Participants can stay the afternoon to earn 3 additional AIA HSW CEUs, with three workshop track options led by STI Firestop, HKS and The Beck Group.
With its mid-century retro aesthetic, the Zero House by Lake|Flato Architects doesn’t appear that radically different from the habitat of yesteryear. The clerestory windows, widespread use of natural wood, and integration into the surrounding landscape give the single-storey home a sense of comfortable timelessness – it’s a classic backpacker redux. Yet the 2,000-square-foot East Austin home’s untraditional construction is also evident throughout, especially in its curvaceous 3D-printed wall system made possible by ICON’s gantry-style robotic printer (dubbed Vulcana la Mr. Spock) and the use of Lavacrete, a proprietary building material comprised of Portland cement, fillers, additional cementitious materials, and what the company calls “advanced additives” that help its 3D-printed structures to withstand harsh weather conditions.

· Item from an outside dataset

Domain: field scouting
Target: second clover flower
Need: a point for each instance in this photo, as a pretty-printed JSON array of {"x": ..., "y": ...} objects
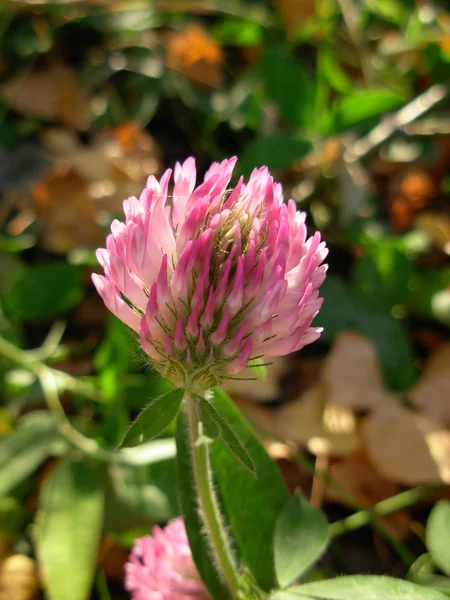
[{"x": 221, "y": 277}]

Lavacrete provides thermal mass that slows heat transfer through the home, an important consideration for often sweltering central Texas. The combination of thermal mass, increased insulation and an airtight wall increases the energy efficiency of the structure while reducing life cycle costs. True to its moniker, the house was designed as a net-zero energy building.

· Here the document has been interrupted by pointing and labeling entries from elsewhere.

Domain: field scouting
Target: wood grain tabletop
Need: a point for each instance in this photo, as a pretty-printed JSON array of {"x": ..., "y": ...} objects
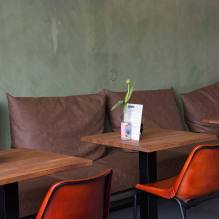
[{"x": 152, "y": 139}]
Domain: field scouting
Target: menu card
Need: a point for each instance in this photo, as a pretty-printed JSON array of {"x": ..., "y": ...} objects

While many old Main Street department stores have encountered the destructive force of the wrecking ball, others, thanks to forward-thinking developers and the skillful plans of architects and engineers, have been repurposed and reimagined to contemporary uses. One such project is Houston’s Ion, a former Sears department store, which was modernized and expanded by James Carpenter Design Associates (JCDA), SHoP Architects and Gensler, and structural engineer Walter P Moore.
The near-surgical sculpting of the formidable concrete mass of the façade and interior core provided the design team with the leeway needed to update building systems and incorporate a contemporary envelope system. Inside, the existing concrete structure is left exposed, as are the department store’s worn terrazzo floors. An atrium cut through the middle of the floor plates lets in a controlled but constant amount of daylight, which streams in from a south-leaning skylight fitted with fixed louvers.

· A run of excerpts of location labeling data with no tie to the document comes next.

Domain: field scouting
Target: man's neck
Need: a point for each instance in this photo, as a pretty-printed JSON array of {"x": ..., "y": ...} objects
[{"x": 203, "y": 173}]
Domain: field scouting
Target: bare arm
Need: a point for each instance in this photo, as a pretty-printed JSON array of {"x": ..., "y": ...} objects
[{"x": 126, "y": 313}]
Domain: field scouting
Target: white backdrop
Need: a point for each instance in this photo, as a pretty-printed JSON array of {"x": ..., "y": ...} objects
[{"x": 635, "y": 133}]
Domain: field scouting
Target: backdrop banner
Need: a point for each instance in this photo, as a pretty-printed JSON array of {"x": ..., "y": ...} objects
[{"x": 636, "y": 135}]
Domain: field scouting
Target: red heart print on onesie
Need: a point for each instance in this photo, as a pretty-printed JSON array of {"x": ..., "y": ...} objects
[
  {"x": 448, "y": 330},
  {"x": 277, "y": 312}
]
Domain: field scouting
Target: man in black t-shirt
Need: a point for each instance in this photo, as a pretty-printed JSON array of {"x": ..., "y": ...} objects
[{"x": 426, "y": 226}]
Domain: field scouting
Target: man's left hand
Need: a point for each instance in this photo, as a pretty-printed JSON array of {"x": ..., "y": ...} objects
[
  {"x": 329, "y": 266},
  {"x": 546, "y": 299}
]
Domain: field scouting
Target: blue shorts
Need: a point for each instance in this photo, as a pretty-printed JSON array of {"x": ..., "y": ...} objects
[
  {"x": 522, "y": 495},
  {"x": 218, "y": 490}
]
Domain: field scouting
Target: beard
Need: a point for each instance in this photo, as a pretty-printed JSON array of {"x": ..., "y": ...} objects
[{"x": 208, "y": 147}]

The bottom tier is where startup entrepreneurs get started, engage in workshops, and hone their pitches. On the first level, in addition to the reception areas, there is an investor suite and a large manufacturing space equipped with 3D printers and the like. The second level hosts a co-working office. On the third are smaller rented spaces for businesses past the initial incubation phase. The fourth and fifth levels are reserved for large tenants. Throughout the stack, the ground surface around the atrium is meant to remain accessible to the public, the aim being to create a lively top-to-bottom buzz at the heart of The Ion.
Menil Drawing Institute
The Menil Drawing Institute’s low-rise, 30,000-square-foot building may seem simple—a one-story collection of rectangular volumes and three square open-air courtyards—but highly specific technical details abound. Johnston Marklee deployed an extremely thin metal roof, precisely angled ceilings and fully custom furniture, among other details, to further the institute’s goal of studying, preserving and exhibiting contemporary and modern designs. .
Although it opened in 2018, the Menil Drawing Institute was one of 11 projects to win the American Institute of Architects (AIA) award this year. Architecture Prize, an annual program that “celebrates the best contemporary architecture and highlights the many ways buildings and spaces can enhance lives”.